American businesses keep looking for ways to keep wages low. One way they have been able to do that is because since most people’s health insurance is obtained through their employment, that makes it difficult for people to leave since that would require them to find new health care providers, assuming the new employer does provide health insurance. And during the period between jobs, you would not have insurance. For many people, the least troublesome option is to stay with the same employer until it becomes intolerable.
But other measures exist to prevent workers from leaving for other jobs. Businesses sometimes have what are known as non-compete clauses in their hiring contracts. These serve to limit their employees from joining a competitor or starting a competing business if they should leave the company. The restrictions apply for a period of time, to a geographic region, or both, and are supposedly designed to prevent the employee from using knowledge and skills learned at the company against their former employer after they leave.
Usually these kinds of clauses only apply to high-level employees such as executives, scientists, and engineers who have access to valuable company information that would be useful to competitors. But in the April/May 2020 issue of The Progressive, Sharon Johnson writes that some companies are using them to bind low-level employees who did not have any valuable information so that they cannot leave for higher wage or better jobs.

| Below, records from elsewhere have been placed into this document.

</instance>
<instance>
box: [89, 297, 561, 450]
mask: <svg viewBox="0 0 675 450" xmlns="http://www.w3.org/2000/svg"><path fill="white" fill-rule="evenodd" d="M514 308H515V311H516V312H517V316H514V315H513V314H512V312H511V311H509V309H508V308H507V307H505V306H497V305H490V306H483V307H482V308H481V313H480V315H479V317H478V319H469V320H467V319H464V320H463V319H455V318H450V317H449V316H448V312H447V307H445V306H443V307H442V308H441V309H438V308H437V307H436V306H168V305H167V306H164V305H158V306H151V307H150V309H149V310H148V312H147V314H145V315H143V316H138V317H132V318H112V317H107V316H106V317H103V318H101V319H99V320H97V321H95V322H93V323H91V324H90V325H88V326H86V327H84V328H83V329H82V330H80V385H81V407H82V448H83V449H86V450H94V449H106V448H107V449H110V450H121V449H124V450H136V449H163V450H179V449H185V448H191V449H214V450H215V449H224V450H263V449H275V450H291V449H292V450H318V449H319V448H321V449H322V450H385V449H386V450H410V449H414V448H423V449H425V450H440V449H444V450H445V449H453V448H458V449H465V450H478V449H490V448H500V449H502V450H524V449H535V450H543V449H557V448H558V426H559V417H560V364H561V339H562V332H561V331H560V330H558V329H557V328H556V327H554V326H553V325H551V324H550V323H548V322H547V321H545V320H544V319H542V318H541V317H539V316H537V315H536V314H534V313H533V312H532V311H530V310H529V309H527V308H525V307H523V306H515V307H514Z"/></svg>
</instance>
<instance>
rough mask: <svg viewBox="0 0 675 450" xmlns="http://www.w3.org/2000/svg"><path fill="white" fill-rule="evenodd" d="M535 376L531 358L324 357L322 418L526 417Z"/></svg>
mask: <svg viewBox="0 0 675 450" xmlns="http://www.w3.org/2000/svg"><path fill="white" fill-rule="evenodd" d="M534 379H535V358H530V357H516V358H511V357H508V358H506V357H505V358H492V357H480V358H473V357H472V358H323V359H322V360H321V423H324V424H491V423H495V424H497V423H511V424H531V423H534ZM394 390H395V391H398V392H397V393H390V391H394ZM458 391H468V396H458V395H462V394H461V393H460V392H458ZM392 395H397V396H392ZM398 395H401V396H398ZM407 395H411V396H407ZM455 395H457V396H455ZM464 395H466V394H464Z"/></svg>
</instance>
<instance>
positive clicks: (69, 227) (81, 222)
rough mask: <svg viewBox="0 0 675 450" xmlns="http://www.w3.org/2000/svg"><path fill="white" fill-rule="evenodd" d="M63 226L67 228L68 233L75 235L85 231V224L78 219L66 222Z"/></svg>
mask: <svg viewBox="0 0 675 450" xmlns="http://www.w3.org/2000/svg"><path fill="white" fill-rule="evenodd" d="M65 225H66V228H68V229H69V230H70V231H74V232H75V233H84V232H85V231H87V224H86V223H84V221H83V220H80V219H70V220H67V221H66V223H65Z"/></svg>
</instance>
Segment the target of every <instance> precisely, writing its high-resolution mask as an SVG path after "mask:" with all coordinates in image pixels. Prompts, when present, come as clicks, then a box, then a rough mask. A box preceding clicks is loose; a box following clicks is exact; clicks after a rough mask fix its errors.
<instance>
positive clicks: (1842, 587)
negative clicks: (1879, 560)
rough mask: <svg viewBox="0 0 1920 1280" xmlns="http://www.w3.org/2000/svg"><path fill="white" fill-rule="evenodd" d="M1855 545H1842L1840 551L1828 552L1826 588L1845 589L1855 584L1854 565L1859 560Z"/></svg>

A 2016 Treasury Department report found that 18 percent of American workers, including 15 percent of those without a four-year college degree and 14 percent of those earning less than $40,000 a year, have had to sign non-compete agreements.
The use of non-compete agreements has serious long-term consequences. Workers cannot bargain for higher wages and improved benefits because employers know they cannot leave for similar jobs elsewhere. Wages stagnate, making it difficult for workers to keep up with the rising cost of living and to save for their children’s education or their own retirement.
“Many workers, especially women and people of color who have suffered sexual harassment and other forms of workplace abuse, stay in dead-end jobs because they lack savings to support themselves during the period of no wages,” says Orly Lobel, professor of labor and employment law at the University of San Diego School of Law.
Employees who do leave often start over in new occupations and industries where their skills are less applicable and their pay lower, Lobel adds.
Non-compete agreements also keep employees from starting their own businesses, which hits individuals hard because they often can earn more as entrepreneurs than they do as employees, she explains.
Low-wage workers eager to land jobs don’t scrutinize the huge stack of forms employers have them sign and don’t try to negotiate better terms the way engineers, executives, and other highly paid workers do.
While it’s unlikely that a court would order an employee who cleans offices or buses dishes in a restaurant to pay damages and legal fees to a former employer for violating a non-compete agreement, the mere possibility of being taken to court is enough to keep home health care aides, janitors, and fast-food workers trapped in jobs they want to leave, Lynch says.
Single parents struggling to feed their children and couples worried about paying next month’s rent don’t have the savings or emotional stamina to get through the litigation, which could drag on for years.
Non-compete agreements also intimidate prospective employers. Lynch cites a case in which a school refused to hire his client after the principal received a letter from the former employer.
“The school didn’t want to incur legal expenses fighting the janitorial service,” Lynch says. “It was cheaper and easier to give the job to someone else who had the same skills and similar experience.”
Some states like California, Montana, and Oklahoma do not recognize non-compete contracts but many employees are not aware of this or do not have the resources to challenge these companies. Some state attorneys general are now filing lawsuits against companies that abuse these clauses. Negative publicity also helps, as happened with Amazon that was using them against warehouse employees, even temporary ones, that would have prevented them from working anywhere else for 18 months. Amazon stopped doing so because of negative publicity after an article appeared in The Verge about this practice.
Another way to keep wages low is highlighted in the same issue of the magazine by Bryce Covert who writes about how companies are trying to get state legislatures to pass what are known as ‘preemption’ laws that would prevent cities and counties from passing minimum wage laws that are higher than the state minimums, as they have done in several major cities.
Currently, twenty-five states have laws preempting local governments from raising their minimum wages, according to the National Employment Law Project. A number of states also block better workplace benefits and rights.
These laws have concrete consequences: In the twelve cities and counties that tried to raise their wages only to have the efforts be stymied by state preemption, the group found some 346,000 workers lost out on an extra $1.5 billion annually—nearly $4,100 per person.
Activists are fighting to repeal such laws and just succeeded in Colorado. They lost in 22 other states but are going to try again this year. This is the kind of issue that Democrats should be fighting hard for. It has real, tangible consequences for people.